24 setembro 2012

o meu amigo poeta (XXI)



O meu amigo poeta não se safava muito bem com as mulheres. Dizia que não tinha o dom de perceber os convites do sexo oposto.

“Essa coisa de trocar olhares e mostrar o ombro e mexer nos cabelos não é mesmo para mim. Só me deixam mais confuso”, disse ele certa noite a uma mulher. “Lembro-me de uma ocasião em que uma gaja me perguntou, depois de uma longa conversa, se eu não quereria por acaso passar por casa dela. E eu respondi que não, que tinha outras coisas para fazer. Não queria ver a casa dela nem pelo caralho! Só depois é que me explicaram o que ela queria.”

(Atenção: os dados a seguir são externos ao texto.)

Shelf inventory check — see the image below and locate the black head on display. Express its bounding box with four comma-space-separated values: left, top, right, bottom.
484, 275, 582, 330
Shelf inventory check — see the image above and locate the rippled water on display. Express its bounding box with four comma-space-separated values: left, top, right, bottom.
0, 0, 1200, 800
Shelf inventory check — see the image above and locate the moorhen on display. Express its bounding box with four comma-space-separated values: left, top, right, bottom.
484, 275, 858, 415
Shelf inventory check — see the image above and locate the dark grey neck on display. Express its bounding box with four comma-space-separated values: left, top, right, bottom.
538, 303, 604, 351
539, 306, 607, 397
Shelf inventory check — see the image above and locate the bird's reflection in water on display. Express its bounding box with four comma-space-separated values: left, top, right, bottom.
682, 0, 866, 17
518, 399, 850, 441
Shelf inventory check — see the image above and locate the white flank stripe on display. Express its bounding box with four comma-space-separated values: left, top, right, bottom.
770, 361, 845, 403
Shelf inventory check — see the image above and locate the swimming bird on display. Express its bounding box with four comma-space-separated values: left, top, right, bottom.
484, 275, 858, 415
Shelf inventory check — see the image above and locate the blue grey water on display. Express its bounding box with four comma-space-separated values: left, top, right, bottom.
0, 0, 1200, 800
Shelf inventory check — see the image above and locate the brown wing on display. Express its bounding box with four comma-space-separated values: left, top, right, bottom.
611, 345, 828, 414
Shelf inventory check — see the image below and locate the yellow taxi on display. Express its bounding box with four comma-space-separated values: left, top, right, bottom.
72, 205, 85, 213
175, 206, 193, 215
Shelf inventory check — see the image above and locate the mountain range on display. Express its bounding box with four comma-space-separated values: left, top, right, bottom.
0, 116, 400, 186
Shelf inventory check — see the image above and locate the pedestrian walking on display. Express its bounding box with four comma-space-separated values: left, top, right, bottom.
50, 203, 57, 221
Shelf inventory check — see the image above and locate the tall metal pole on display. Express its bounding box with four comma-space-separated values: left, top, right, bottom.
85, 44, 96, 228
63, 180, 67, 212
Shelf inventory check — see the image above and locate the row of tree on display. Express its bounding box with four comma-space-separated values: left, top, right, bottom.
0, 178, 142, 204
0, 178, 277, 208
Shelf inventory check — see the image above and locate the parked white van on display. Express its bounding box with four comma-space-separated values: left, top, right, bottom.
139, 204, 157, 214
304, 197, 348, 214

A mulher tinha longos cabelos negros, olhar feroz, pernas longas. Uma silhueta que parecia ter sido desenhada por encomenda. Lábios carnudos. Voz suave. E era expressiva, com uma pose de desafio que não se destinava a afastar. Mais importante ainda, estava decidida a levar o meu amigo poeta para a cama, até o ter ouvido pronunciar-se sobre aquele assunto.

O meu amigo relatou-me o final do episódio, num momento em que nos encontrávamos a sós, a salvo da atenção e comentários alheios. Contou-me que, mal acabou de ouvir aquilo, a mulher se levantou e encolheu os ombros. Disse-lhe que tinha muita pena, mas não tinha tempo para aquelas merdas.

“Fiquei desolado outra vez. De rastos. Pensava mesmo que ela queria dar uma pinadela, man”, concluiu o meu amigo poeta. “Pelos vistos, estava enganado”, concluiu ele, pensativo.

Ficámos em silêncio durante um momento. O meu amigo poeta continuava, certamente, a tentar entender o que se tinha passado, como era possível que as coisas acabassem por ter quase sempre um desfecho assim. Eu, por outro lado, tentava encontrar uma maneira de o iluminar um pouco acerca da matéria de que nos ocupávamos.

Olhei para ele. Aquilo dava dó: uma das criaturas mais inteligentes que já conheci, tão transtornada por um problema tão prosaico.

“Deixa lá”, disse eu. “Pode acontecer a qualquer um.”

O meu amigo poeta era um caso perdido.